Linghun (“soul” in Chinese) is a debut gothic novella that combines fantasy with supernatural horror to form a truly dark and harrowing modern ghost story. Primarily set in a strange and mysterious town called HOME (“Homecoming Of Missing Entities”), this beautifully written novella submerges readers within a spiritualistic, haunting-inclined community filled with bereaved families hoping to reconnect with lost loved ones. The premise is a reverse haunting, where the living refuse to let go of the dead.

With available residences in short supply, HOME is an eerie, past-rooted place frozen in time and full of empty promises, devastated hopes, and clear class distinctions. Overrun by desperate “lingerers” — homeless families who live on lawns waiting for houses to become available — the town disguises its soulless, cruel, and exploitative underbelly beneath a sparkling veneer. This facade is embodied by polished and remorseless real estate agent Tania Yemen, who lures grieving families to town, taunts them with empty promises, and dehumanizes them through brutal, bloody, and barbaric home auctions.

HOME may be a place where the living can reconnect with the dead, but it is foremost a place where residents lose touch with reality, squander the present, sacrifice ethics and morals, and risk ruination in their attempts to reach past the veil and secure basic human rights. In a society based on lies and manipulation and rooted in the belief that one can outsmart and make sense of death, can one ever really make friends, develop trust, maintain sanity, or form healthy relationships?

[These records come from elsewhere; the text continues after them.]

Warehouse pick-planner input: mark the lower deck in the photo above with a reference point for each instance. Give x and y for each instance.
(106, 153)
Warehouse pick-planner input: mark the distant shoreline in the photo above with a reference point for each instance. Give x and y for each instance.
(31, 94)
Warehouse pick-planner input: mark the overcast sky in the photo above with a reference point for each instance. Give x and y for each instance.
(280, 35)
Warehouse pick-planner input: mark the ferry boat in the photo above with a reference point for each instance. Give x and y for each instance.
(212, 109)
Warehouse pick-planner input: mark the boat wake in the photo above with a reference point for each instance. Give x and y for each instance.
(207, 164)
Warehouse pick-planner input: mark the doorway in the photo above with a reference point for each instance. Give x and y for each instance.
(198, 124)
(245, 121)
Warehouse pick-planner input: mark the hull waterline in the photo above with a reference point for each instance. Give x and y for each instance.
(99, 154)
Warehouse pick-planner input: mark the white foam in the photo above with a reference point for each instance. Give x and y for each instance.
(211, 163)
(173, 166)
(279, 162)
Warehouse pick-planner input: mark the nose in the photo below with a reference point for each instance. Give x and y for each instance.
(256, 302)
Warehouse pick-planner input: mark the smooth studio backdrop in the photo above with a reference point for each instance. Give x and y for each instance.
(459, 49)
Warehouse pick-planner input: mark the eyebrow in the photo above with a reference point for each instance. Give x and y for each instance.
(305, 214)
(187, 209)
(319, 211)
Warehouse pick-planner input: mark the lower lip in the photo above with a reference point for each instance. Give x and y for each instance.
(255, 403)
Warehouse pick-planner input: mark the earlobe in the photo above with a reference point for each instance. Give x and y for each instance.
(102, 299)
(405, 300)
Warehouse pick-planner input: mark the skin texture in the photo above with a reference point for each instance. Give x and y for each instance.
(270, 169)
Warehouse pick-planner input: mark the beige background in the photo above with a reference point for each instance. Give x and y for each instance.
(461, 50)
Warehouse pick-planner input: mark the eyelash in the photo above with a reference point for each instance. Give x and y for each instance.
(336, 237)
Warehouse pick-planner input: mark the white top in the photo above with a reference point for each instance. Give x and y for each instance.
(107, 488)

The narrative unfolds via three points of view, all set against a unique and uncanny, supremely gothic backdrop composed of haunted houses, outdated schools, cold-hearted residents, and estranged cultures. The POVs include Wenqi, whose parents finagled their way into HOME to reconnect with her deceased brother, and whose neglect clearly marks him as their “golden child”; Liam, whose equally neglectful lingerer family has lived on Wenqi’s lawn for more than three years in hopes of buying the house and seeing his dead sister; and Mrs., a longtime resident rumored to have arrived prior to spirits appearing and  — as she is one of the few with an unhaunted house — someone viewed as odd and likely insane.

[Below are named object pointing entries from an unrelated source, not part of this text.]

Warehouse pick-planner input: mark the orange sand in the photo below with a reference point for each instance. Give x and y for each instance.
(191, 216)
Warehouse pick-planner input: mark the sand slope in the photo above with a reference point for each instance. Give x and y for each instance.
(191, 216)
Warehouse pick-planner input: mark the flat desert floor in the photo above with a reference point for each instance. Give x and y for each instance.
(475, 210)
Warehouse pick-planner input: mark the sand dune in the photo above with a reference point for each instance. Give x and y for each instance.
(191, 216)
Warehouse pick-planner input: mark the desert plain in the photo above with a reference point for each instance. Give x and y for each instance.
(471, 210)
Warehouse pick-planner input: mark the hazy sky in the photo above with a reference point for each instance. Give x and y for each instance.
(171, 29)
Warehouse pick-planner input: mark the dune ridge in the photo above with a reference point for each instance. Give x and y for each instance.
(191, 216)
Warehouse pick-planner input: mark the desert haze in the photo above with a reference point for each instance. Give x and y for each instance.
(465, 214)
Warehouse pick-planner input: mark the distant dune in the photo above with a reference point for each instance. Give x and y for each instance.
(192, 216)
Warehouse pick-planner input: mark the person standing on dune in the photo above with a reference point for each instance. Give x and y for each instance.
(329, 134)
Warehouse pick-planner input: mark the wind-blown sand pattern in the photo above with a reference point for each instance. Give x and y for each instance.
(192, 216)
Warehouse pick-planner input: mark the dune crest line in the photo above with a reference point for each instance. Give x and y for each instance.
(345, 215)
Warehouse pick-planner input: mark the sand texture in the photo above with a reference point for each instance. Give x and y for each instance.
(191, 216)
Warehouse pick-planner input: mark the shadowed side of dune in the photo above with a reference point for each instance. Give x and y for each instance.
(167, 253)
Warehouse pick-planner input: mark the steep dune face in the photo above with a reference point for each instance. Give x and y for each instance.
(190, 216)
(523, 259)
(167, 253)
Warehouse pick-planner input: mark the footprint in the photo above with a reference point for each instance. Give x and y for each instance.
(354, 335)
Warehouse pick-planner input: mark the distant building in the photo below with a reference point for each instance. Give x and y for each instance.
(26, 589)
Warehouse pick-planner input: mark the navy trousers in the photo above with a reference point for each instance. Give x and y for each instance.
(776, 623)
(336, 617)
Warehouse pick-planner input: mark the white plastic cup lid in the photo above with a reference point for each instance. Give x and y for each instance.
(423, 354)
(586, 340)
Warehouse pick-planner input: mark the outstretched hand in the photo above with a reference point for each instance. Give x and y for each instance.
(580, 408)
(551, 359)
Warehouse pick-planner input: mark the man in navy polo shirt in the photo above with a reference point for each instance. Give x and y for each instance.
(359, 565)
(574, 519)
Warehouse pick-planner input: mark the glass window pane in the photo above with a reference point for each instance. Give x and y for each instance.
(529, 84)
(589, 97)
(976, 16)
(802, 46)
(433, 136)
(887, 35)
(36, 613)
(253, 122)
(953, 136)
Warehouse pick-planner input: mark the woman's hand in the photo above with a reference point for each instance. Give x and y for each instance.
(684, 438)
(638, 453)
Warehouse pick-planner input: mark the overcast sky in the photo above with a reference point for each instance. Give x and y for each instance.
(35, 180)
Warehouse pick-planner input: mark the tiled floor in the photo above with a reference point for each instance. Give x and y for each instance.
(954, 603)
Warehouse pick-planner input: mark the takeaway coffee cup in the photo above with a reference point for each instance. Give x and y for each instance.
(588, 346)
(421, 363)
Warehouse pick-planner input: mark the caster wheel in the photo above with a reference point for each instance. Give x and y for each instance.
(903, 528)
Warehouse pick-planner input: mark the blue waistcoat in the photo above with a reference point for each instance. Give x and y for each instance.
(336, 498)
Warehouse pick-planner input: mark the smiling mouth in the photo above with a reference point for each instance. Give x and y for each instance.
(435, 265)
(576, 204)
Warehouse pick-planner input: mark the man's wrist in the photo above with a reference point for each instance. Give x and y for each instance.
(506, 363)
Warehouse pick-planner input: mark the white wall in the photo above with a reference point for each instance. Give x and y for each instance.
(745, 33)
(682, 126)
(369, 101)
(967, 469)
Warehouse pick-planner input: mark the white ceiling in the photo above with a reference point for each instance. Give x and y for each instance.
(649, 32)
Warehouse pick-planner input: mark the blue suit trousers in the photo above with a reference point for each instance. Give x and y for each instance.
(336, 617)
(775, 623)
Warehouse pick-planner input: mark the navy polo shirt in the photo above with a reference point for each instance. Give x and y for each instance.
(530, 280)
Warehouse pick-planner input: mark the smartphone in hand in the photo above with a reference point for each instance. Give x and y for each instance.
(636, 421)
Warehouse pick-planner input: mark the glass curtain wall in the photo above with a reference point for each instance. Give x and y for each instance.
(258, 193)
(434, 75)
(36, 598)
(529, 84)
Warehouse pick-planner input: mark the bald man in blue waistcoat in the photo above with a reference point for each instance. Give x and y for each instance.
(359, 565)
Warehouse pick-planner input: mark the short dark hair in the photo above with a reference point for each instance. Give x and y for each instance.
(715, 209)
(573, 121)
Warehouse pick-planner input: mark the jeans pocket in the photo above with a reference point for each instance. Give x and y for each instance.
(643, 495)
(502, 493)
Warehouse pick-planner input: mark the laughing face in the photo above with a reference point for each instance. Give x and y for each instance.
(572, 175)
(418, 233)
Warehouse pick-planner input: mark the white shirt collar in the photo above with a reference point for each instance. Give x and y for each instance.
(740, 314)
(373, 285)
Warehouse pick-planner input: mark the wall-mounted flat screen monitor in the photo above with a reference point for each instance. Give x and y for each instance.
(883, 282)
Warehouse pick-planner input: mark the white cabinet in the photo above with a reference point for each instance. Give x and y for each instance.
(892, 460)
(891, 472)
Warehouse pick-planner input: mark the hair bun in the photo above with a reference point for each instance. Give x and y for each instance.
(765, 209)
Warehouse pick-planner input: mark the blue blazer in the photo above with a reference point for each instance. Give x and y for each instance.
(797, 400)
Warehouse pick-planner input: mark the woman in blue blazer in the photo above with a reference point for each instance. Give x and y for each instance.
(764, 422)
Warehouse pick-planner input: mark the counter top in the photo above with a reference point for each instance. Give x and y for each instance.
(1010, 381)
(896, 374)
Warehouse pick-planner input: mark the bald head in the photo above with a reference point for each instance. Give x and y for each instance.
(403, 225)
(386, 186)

These three intersecting storylines weave a harrowing, resonant, and universal story of loss, grief, and longing — one where mortality and sorrow level the playing field and haunt the past, present, and future. It’s a devastating and symbolic tale of hopes, rituals, and journeys where humans are “othered” as they mourn the loss of their cultures, relationships, connections, and futures. It’s a macabre, extraordinary, and singular novella unlike anything I have read previously, one that, though rooted in the fantastic, feels deeply relatable and almost tangible, as, above all, it’s a powerful and indelible homage to the one great equalizer that shadows us all.